Article II, Section 1 is not about simply being born in the USA, it is about having only a complete and total loyalty to the United States of America, and no other. Any President who puts the interests of the United States of America second, has demonstrated that he is not “a natural born citizen” of this Nation, but is merely a puppet of worldly powers. Imperfect as some may believe, it is our legacy. A heritage paid for by the blood of patriots that is ours to either, guard and protect or to abandon for the always-changing temporary passions of the multitudes.

Even in the debates on the 14th Amendment we find "owing no allegiance" to other countries as citizens do "now".

[T]he provision is, that 'all persons born in the United States, and subject to the jurisdiction thereof, are citizens.' That means 'subject to the complete jurisdiction thereof.' What do we mean by 'complete jurisdiction thereof?' Not owing allegiance to anybody else. That is what it means.
-Sen. Lyman Trumbull, speaking on the 14th amendment, Chairman of the Judiciary Committee, author of the Thirteenth Amendment, and the one who inserted the jurisdiction phrase. (Cong. Globe, 39th, 1st Sess., 1866)


“I concur entirely with the honorable Senator from Illinois [Trumbull], in holding that the word "jurisdiction," as here employed, ought to be construed so as to imply a full and complete jurisdiction on the part of the United States, whether exercised by Congress, by the executive, or by the judicial department; that is to say, the same jurisdiction in extent and quality as applies to every citizen of the United States now."
- Sen Jacob M. Howard (MI) speaking on the 14th amendment (Cong. Globe, 39th, 1st Sess., 1866)


[Now], all this amendment [citizenship clause] provides is, that all persons born in the United States and not subject to some foreign Power--for that, no doubt, is the meaning of the committee who have brought the matter before us--shall be considered as citizens of the United States. That would seem to be not only a wise but a necessary provision. If there are to be citizens of the United States there should be some certain definition of what citizenship is, what has created the character of citizen as between himself and the United States, and the amendment says that citizenship may depend upon birth, and I know of no better way to give rise to citizenship than the fact of birth within the territory of the United States, born to parents who at the time were subject to the authority of the United States
- Sen. Johnson, speaking on the 14th amendment (Cong. Globe, 39th, 1st Sess., 1866)


In other words, only children born to American citizens can be considered citizens of the United States since only a American citizen could enjoy the "extent and quality" of jurisdiction of an American citizen now.
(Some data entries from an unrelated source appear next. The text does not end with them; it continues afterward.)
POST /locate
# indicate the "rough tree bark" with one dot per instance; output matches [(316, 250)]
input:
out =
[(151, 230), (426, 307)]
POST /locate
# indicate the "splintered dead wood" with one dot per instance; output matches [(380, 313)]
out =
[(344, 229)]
"I understand the words here, 'subject to the jurisdiction of the United States,' to mean fully and completely subject to the jurisdiction of the United States.
-Sen. W. Williams, speaking on the 14th amendment (Cong. Globe, 39th, 1st Sess., 1866)


”I find no fault with the introductory clause [S 61 Bill], which is simply declaratory of what is written in the Constitution, that every human being born within the jurisdiction of the United States of parents not owing allegiance to any foreign sovereignty is, in the language of your Constitution itself, a natural born citizen.
-Rep. John Bingham, framer of the 14th Amendment, before The US House of Representatives (Cong. Globe, 39th, 1st Sess., March 9, 1866 )


The 14th Amendment didn't change the definition of "natural born citizen" as understood by the founders. It focused on injustices to African Americans, the rights of native-born Black Americans, whose rights were being denied as recently-freed slaves under the doctrine of "separate but equal"

"Naturalization Oath of Allegiance to the United States of America,"

I hereby declare, on oath, that I absolutely and entirely renounce and abjure all allegiance and fidelity to any foreign prince, potentate, state or sovereignty, of whom or which I have heretofore been a subject or citizen...


Of course, this very oath, which is still in force today, leaves no room for dual-citizenship, but that is another troubling disregard for our National principles by modern government.

If a "naturalized citizen" cannot be subject to a foreign power, how can a "natural born citizen" be subject to a foreign power?